Improved, gram-scale synthesis of sildenafil in water using arylacetic acid as the acyl source in the pyrazolo[4,3-d]pyrimidin-7-one ring formation

An improved, gram-scale synthesis of the blockbuster drug sildenafil, used for the treatment of male erectile dysfunction, has been developed. Unlike the previous literature, the current method demonstrates the use of arylacetic acid as an acyl source, a cheap oxidant K2S2O8, and water as the reaction medium in the key step of pyrrazolo[4,3-d]pyrimidin-7-one ring formation. As well as being a green and benign approach, the current method reduces the cost by half compared to our previous strategy. In addition, the general relevance of the method has been demonstrated in the synthesis of a variety of quinazolinone and benzothiazole derivatives with excellent functional group tolerance.

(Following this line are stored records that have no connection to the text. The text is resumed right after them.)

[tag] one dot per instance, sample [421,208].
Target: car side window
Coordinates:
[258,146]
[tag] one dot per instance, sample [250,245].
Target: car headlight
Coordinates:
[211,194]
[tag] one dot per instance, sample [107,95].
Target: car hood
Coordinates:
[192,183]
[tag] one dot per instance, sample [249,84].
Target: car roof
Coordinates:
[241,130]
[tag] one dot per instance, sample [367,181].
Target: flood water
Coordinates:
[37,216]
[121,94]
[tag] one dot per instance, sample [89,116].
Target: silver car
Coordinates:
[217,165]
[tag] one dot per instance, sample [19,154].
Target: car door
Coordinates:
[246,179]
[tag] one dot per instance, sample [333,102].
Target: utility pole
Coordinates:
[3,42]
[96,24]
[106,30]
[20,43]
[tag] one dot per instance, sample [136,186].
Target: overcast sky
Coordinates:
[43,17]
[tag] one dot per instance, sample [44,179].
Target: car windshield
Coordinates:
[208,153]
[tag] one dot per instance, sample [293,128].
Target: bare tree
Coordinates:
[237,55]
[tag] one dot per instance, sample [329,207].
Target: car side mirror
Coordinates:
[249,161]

Sulphonated graphene oxide catalyzed continuous flow synthesis of pyrazolo pyrimidinones, sildenafil and other PDE-5 inhibitors

Sulphonated graphene oxide was used for cascade condensation and cyclization reactions towards accessing substituted pyrazolo pyrimidinones. Further, sulphonation and amination reactions were integrated through continuous flow chemistry to access PDE-5 inhibitors. Herein, we report a simple continuous synthetic platform that reduce tedious manual operations and accelerate the synthesis of several potent inhibitors of phosphodiesterase type-5. The developed platform enabled us to perform one-flow multi-step, multi-operational process to synthesize the PDE-5 inhibitors such as sildenafil and its analogues in 32.3 min of the reaction time, with minimal human intervention and single solvent.